I really love how far Michelle, who played basketball at Bradley, has made it this season. She’s got a sense of humor (she knocked out pushups after a rose ceremony last week) and she’s connected with Matt in unique ways (like their bonding over a Maya Angelou quote, which was cute even if it was a fake Maya Angelou quote). But I really genuinely appreciate the fact that she played college sports!

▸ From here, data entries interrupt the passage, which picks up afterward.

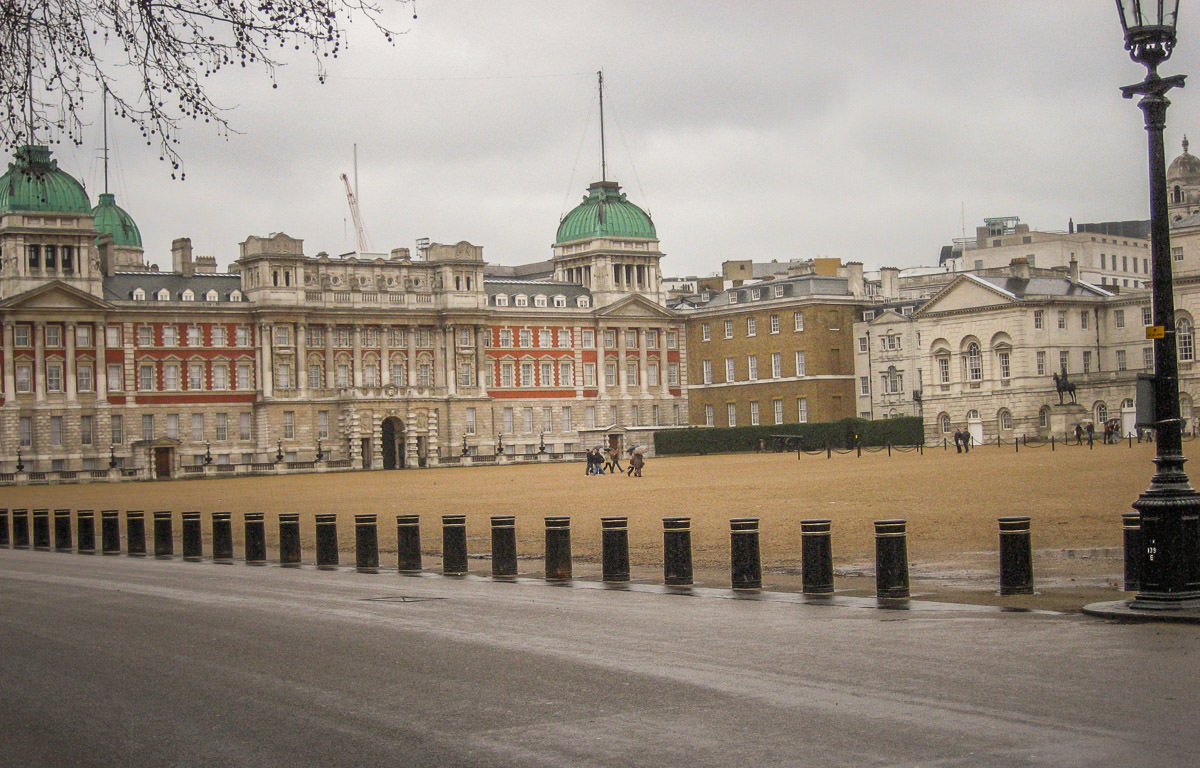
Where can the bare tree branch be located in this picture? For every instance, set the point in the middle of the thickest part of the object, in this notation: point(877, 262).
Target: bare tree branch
point(153, 58)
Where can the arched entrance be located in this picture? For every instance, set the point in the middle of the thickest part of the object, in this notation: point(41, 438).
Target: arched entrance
point(393, 438)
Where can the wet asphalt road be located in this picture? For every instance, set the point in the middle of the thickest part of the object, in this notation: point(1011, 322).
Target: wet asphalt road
point(125, 661)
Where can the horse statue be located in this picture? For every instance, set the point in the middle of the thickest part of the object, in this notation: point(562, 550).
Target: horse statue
point(1065, 387)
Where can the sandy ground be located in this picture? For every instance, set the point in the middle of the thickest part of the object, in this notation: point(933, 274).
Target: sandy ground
point(1074, 496)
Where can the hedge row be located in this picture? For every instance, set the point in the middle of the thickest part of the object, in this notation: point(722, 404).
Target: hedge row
point(841, 435)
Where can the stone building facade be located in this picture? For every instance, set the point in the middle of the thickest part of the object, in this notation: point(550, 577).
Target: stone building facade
point(372, 360)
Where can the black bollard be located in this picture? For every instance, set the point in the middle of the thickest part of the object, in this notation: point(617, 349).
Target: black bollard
point(327, 541)
point(85, 528)
point(615, 545)
point(558, 549)
point(1131, 526)
point(891, 559)
point(677, 551)
point(816, 557)
point(289, 540)
point(136, 533)
point(163, 540)
point(1015, 557)
point(256, 539)
point(408, 544)
point(504, 546)
point(42, 529)
point(21, 528)
point(454, 545)
point(745, 567)
point(222, 538)
point(63, 531)
point(109, 532)
point(366, 544)
point(193, 549)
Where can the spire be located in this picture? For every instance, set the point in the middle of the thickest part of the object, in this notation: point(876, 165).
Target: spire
point(604, 162)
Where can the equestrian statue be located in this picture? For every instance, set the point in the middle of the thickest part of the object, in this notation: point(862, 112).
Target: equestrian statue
point(1065, 387)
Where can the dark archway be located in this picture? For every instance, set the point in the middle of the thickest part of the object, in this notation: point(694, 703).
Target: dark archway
point(393, 443)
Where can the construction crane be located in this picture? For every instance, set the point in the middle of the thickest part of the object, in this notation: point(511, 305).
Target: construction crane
point(360, 231)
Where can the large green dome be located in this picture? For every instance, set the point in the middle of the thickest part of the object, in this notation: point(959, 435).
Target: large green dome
point(605, 213)
point(34, 183)
point(113, 220)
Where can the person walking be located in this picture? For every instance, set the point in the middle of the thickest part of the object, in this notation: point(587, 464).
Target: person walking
point(613, 460)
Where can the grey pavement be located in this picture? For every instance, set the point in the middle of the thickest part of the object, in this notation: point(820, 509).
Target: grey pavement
point(125, 661)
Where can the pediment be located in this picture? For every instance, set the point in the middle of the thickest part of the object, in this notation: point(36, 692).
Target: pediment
point(635, 306)
point(55, 295)
point(967, 293)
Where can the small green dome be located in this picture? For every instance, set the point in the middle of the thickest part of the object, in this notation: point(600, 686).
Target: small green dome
point(112, 219)
point(34, 183)
point(605, 213)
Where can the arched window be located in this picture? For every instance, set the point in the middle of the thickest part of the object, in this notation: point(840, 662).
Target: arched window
point(1183, 340)
point(975, 363)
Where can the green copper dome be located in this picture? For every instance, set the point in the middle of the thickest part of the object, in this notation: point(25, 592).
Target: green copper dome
point(34, 183)
point(605, 213)
point(112, 219)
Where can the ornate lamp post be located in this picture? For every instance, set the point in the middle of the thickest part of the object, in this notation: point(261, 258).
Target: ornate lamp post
point(1170, 555)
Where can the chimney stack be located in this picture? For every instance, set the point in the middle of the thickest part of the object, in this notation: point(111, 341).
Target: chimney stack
point(181, 257)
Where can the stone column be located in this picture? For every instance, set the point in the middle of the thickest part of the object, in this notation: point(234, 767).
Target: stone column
point(622, 379)
point(481, 333)
point(101, 377)
point(265, 360)
point(303, 359)
point(10, 367)
point(69, 365)
point(451, 357)
point(330, 370)
point(439, 358)
point(643, 361)
point(411, 366)
point(357, 354)
point(384, 355)
point(39, 361)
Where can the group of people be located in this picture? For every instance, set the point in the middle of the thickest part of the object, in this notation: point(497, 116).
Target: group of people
point(961, 441)
point(610, 460)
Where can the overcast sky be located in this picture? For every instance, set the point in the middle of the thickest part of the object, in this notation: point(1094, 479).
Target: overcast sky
point(768, 130)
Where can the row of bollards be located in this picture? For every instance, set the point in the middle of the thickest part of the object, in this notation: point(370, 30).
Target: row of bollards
point(745, 565)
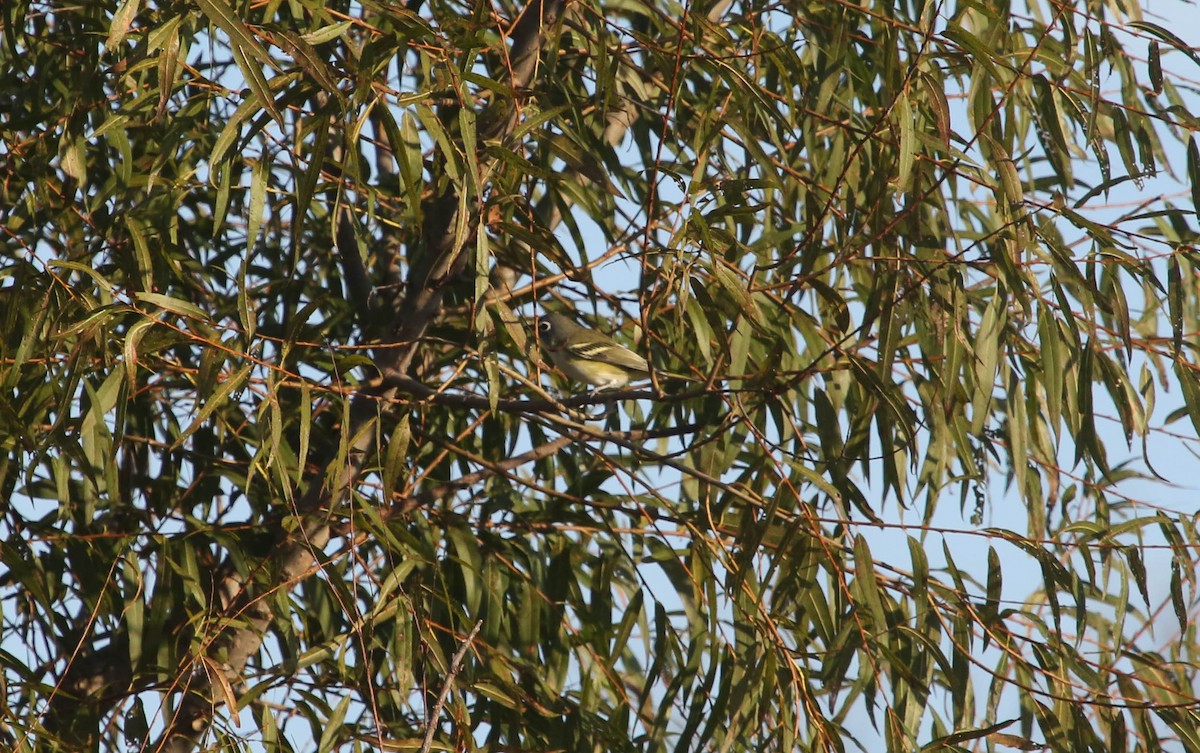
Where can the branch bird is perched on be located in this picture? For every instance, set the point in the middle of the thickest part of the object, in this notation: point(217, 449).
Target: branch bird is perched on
point(588, 356)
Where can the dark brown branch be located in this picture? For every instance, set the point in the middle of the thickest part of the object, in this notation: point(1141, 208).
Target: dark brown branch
point(429, 279)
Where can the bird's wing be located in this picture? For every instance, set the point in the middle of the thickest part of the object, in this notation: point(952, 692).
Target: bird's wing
point(610, 353)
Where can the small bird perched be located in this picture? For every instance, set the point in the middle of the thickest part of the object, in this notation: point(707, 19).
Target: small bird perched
point(588, 356)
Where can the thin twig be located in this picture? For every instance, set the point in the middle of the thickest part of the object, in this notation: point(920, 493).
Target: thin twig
point(455, 666)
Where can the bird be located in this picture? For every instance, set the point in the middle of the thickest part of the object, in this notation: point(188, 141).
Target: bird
point(588, 356)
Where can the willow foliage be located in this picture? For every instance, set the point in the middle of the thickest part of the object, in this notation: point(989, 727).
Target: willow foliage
point(282, 462)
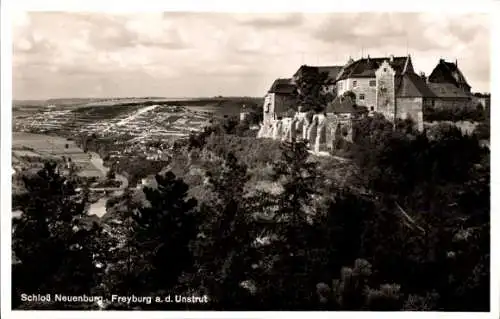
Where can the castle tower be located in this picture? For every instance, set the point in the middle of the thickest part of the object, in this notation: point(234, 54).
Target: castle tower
point(386, 95)
point(268, 106)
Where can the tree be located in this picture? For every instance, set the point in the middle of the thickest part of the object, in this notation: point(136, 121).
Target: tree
point(58, 247)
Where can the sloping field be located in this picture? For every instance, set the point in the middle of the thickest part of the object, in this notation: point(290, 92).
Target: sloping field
point(51, 146)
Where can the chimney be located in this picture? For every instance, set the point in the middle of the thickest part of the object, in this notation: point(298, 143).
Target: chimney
point(422, 75)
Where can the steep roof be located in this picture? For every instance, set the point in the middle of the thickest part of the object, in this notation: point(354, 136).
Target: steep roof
point(332, 70)
point(447, 90)
point(341, 105)
point(282, 86)
point(448, 72)
point(366, 67)
point(412, 85)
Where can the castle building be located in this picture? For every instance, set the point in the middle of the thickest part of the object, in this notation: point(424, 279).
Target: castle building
point(387, 85)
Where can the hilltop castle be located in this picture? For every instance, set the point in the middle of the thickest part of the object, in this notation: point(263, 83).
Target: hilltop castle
point(386, 85)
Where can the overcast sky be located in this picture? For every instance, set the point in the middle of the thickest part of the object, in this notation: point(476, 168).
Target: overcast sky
point(208, 54)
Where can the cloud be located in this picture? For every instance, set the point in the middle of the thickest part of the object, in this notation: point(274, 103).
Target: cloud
point(192, 54)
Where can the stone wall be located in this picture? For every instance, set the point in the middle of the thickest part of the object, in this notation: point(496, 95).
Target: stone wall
point(276, 105)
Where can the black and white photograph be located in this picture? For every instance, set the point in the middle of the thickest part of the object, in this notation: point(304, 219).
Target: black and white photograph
point(250, 161)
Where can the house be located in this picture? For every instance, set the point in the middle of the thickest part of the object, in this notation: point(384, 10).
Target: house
point(450, 87)
point(280, 98)
point(342, 107)
point(448, 72)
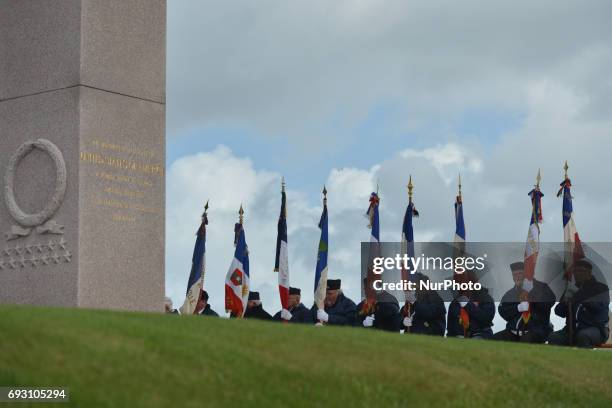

The show loves casting male athletes—Matt played football at Wake Forest, where he was teammates with Tyler Cameron, not to mention former football players Colton Underwood and Dale Moss and Jordan Rodgers and Jesse Palmer … the list goes on. A breakdown on the NCAA’s website found 31 former male college athletes on the show … but just one former female college athlete besides Michelle: Mandy Clemens, a pro soccer player who was eliminated on the second episode of the 2004 season of The Bachelor. (WWE wrestler Devin Taylor, competing under her birth name of Brittany, was on Chris’s season of The Bachelor, but she got eliminated on the first night.) The lack of female athletes seems weird because they’re so obsessed with male athletes and guess what? Lots of male athletes date (and often marry) female athletes. It makes sense—they have similar mindsets and similar experiences. (It actually felt like the athletes at my college hung out only with other athletes.)
Women who play sports are unfortunately often objectified or judged by their appearance instead of their talents. Thankfully, The Bachelor hasn’t done this with Michelle—she’s just a woman who used to play sports, in the same way Matt is a guy who used to play sports.
Biggest Mystery: Bri and the Stuffed Rabbit
Traditionally, the Bachelor shows up at the hometown date with a bunch of camera operators and some gifts for the family. I feel confident saying that close to 100 percent of the time, that gift is a bottle of wine and a bouquet of flowers. You know—like a normal boyfriend brings to his girlfriend’s family’s house for the first time. (Although normally, the idea is that the boyfriend thoughtfully picked out the flowers, whereas it’s quite obvious that these flowers have been provided by some ABC gofer.)
Matt did bring the traditional flowers to Bri’s mom’s hotel suite but … overshadowing the petals was a much, much larger gift: A gigantic stuffed rabbit.
And yet, at no point in the visit is the giant rabbit ever mentioned. And Matt doesn’t bring giant rabbits to anybody else’s house—the other three families get flowers and gift bags that are never opened on camera. I also can’t recall Bri ever talking about stuffed rabbits. For a second, I thought the giant rabbit was the prize Matt won at his one-on-one date at a carnival, but then I remembered that that date was with Pieper, not Bri. I guess it’s possible that Matt decided to bring an additional gift because Bri’s mom recently gave birth to a baby sister—but that’s a terrible present for a baby. Babies can’t play with toys that are five times larger than them!
The Mystery of the Giant Rabbit has completely broken me. Why give one family such a huge gift and never explain it? The Bachelor doesn’t leave loose ends like this. It’s so mystifying that I haven’t been able to focus on the fact that Bri’s best friend, who joined Bri’s mom on the hometown date, was also named Bri. Where did the bunny come from, why was it there, and where did it go? Did it ever even exist?